Nos cálculos otimistas dos petistas, o candidato a ser escolhido por Lula estará seguramente no segundo turno. Vem daí a gana dos militantes contra os “coxinhas” e “golpistas”, o “apagão” moral de artistas, intelectuais e sindicalistas em relação ao propinoduto da Petrobras e outros escândalos, a campanha ensandecida de seus advogados e parlamentares contra a Operação Lava-Jato, sem falar nas afrontas da cúpula partidária ao Judiciário. Com a faca nos dentes, a legenda quer revanche. Esqueçam Jair Bolsonaro (PSL), em segundo lugar nas pesquisas e favorito no pleito sem Lula na disputa. O inimigo principal do PT é o tucano Geraldo Alckmin. Caciques do PMDB, como Renan Calheiros e Eunício de Oliveira, que votaram a favor do impeachment, já foram perdoados.

 

Indicação

A narrativa de vitimização do ex-presidente uniu e mobilizou a militância petista, que acredita na rápida transferência de voto para o nome ungido pelo líder. É aí que surgem os problemas. Há três candidatos que disputam o espólio lulista no eleitorado. O primeiro é Ciro Gomes, principalmente no Nordeste, não foi à toa o esforço realizado para impedir sua aliança com o PSB; o segundo, Marina Silva (Rede); e o terceiro, Guilherme Boulos (PSOL). Álvaro Dias (Podemos) atrapalha mais o tucano Geraldo Alckmin, principalmente no Sul do país.

A propósito, fora de São Paulo não será fácil a transferência de votos para Haddad, apesar os modos mais refinados e perfil acadêmico do ex-ministro da Educação de Lula. Teria apoio da militância sindical e nas universidades federais, mas isso não basta para alavancar uma candidatura majoritária nacionalmente. A outra opção é Jaques Wagner, carioca abduzido pela Bahia, que teria mais trânsito no Nordeste e não teria tantas dificuldades no Sudeste. O problema é que a seção paulista do PT não quererá abrir mão das vantagens que a candidatura do ex-prefeito oferece para a sobrevivência de seus parlamentares.

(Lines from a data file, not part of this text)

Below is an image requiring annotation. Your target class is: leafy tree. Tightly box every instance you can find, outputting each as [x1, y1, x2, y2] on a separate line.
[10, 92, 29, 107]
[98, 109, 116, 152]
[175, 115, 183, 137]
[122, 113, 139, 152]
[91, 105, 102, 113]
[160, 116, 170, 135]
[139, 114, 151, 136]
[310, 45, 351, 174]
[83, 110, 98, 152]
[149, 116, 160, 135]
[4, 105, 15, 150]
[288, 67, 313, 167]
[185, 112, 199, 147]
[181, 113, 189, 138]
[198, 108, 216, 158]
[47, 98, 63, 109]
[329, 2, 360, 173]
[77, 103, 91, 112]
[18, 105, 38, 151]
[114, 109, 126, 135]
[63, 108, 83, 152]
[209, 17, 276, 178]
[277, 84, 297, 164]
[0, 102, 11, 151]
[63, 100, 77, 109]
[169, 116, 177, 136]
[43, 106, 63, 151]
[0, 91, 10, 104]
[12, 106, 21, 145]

A grande contradição da estratégia petista é a confrontação com o Judiciário, ao radicalizar o discurso contra a Lava-Jato em defesa de Lula. A manutenção de uma candidatura que todos sabem inelegível, aproveitando-se dos prazos do calendário eleitoral e dos ritos de registro de chapas, perturba o processo eleitoral. Quanto mais bem-sucedida a estratégia no plano eleitoral, mais desestabilizadora será institucionalmente, pois coloca em xeque o Supremo Tribunal Federal (STF). Para o PT, a preservação da democracia e suas instituições é uma responsabilidade dos demais atores políticos. Ou seja, a legenda regrediu à época em que se recusou a votar em Tancredo Neves no colégio eleitoral para derrotar Paulo Maluf, não por acaso um aliado do governo Lula e do ex-prefeito Haddad.